55th Mayor of Auburn, New York
- In office January 1, 2008 – January 1, 2024
- Preceded by: Timothy Lattimore
- Succeeded by: Jimmy Giannettino

Personal details
- Born: Auburn, New York
- Party: Democratic
- Occupation: Retired fire chief, politician
- Website: https://www.auburnny.gov/mayor

= Michael D. Quill Sr. =

American politician

Michael Dennis Quill Sr., is an American Democratic politician and retired Auburn fire chief who served as mayor of the city of Auburn, New York from 2008 to 2024.

==Background==
Quill was born in Auburn, New York, to Ralph P Quill, a fireman and former Marine, and Anna Salata Quill. Quill attended West High School in Auburn. He joined the Marine Corps in 1968 and served in the Vietnam War. After his military service, Quill returned to Auburn and became a firefighter in 1973. He was promoted to lieutenant in 1980, captain in 1986, and Assistant Chief in 1994. In 1995, he became Chief of the Auburn Fire Department and led the 72-person team for 11 years. After thirty-two years of service, he retired from the Auburn Fire Department.

==Election==
On November 6, 2007, Quill defeated Republican Timothy Lattimore in a close election and became the 55th mayor of Auburn, New York. Quill won re-election in 2011 and 2015 - defeating Lattimore each time.

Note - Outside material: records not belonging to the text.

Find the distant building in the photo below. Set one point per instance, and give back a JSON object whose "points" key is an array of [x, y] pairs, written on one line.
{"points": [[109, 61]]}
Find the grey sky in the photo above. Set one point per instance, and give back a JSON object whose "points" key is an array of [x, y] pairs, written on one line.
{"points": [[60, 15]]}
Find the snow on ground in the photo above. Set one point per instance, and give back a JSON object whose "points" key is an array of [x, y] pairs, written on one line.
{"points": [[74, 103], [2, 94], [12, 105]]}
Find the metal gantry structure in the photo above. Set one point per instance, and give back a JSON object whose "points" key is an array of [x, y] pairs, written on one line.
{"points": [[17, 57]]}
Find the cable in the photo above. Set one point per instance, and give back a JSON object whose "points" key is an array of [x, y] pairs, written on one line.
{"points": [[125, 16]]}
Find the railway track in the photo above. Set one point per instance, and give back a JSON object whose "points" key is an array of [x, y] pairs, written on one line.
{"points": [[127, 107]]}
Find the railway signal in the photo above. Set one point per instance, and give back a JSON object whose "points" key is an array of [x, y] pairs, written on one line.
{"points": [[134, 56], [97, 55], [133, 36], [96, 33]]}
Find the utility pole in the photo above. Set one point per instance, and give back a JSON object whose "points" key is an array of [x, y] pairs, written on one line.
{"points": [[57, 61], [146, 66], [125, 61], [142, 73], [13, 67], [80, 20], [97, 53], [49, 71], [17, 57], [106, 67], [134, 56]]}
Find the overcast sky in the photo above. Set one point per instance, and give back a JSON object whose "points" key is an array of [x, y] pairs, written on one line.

In November 2019, Quill was elected to his 4th term as Auburn mayor, receiving 55% of the vote, defeating Timothy Lattimore who had 42% of the vote.

==Advocacy efforts==
Quill has overseen tourist development and historic preservation efforts in Auburn, including the Harriet Tubman Home.

===Fire Safety===
As Fire Chief, Quill testified in front of the House Committee on Science in regards to H.R. 1118: Staffing For Adequate Fire and Emergency Response (SAFER) Act Of 2003. The SAFER Act enabled emergency departments in smaller cities nationwide to increase staffing as to be better prepared to deal with unforeseen emergencies. The SAFER Act is currently administered by FEMA and the City of Auburn has been awarded over $180,000 in grants as a result of Quill's efforts.

===Founders Day===
In 2009, Quill helped to create a Founders Day Celebration in the City of Auburn. The Celebration's aim was to promote the City's history and downtown business. The first Founders Day was held on June 6, 2009, and featured guest speaker Sarah Palin.